Class PageElement
Represents the content of a single page, including its textual elements and a plain text aggregation. Typically used for layout-aware extraction results from documents such as PDFs or OCR-processed images.
public sealed class PageElement : ILayoutElement
- Inheritance
-
PageElement
- Implements
- Inherited Members
Constructors
- PageElement(IEnumerable<TextElement>, double, double, int, double)

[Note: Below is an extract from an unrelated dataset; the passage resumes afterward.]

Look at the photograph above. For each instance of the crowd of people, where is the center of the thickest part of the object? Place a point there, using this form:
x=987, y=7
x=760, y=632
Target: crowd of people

Initializes a new instance of the PageElement class with structured text elements, page dimensions, rotation, and skew information. Each TextElement may represent a single character, a word, a line, or an entire paragraph; for best layout results you should supply word-level elements.
- PageElement(string)
Initializes a new instance of the PageElement class with plain unstructured text only. This constructor should be used when no layout or bounding box information is available.
Properties
- Bounds
Gets the page’s bounding quadrilateral in page coordinates, enclosing all TextElement bounds.
- Height
Gets the height of the page in the original document, in points.
- Rotation
Gets the detected rotation of the page in degrees clockwise (e.g., 0, 90, 180, or 270).
- Skew
Gets the detected skew angle of the page in degrees clockwise.
- Text
Gets the full textual content of the page as a single aggregated string.
- TextElements
Gets the collection of TextElement instances found on the page. Each text element may optionally include bounding box coordinates describing its layout.
- Width
Gets the width of the page in the original document, in points.
Methods
- Clone()
Creates a deep copy of this PageElement, including cloned text elements and preserving current layout settings (size, rotation, skew, and formatting flag).
- DetectLines()
Detects and groups TextElement instances into reading-order text lines.
- DetectParagraphs()
Detects and groups lines into paragraphs via a joint layout-and-NLP analysis. Combines geometric cues (inter-line spacing ratios, indentation deltas, baseline alignment, left/right rag, column/region membership, style changes) with linguistic signals (sentence boundary confidence, discourse/continuation markers, list/quote/heading patterns, cross-line semantic cohesion). Designed to be robust to OCR noise, rotation/skew, and multilingual scripts.
- FromJson(string)
Deserializes the specified JSON string into a PageElement instance.
- ToJson()
Serializes this PageElement into a JSON-formatted string.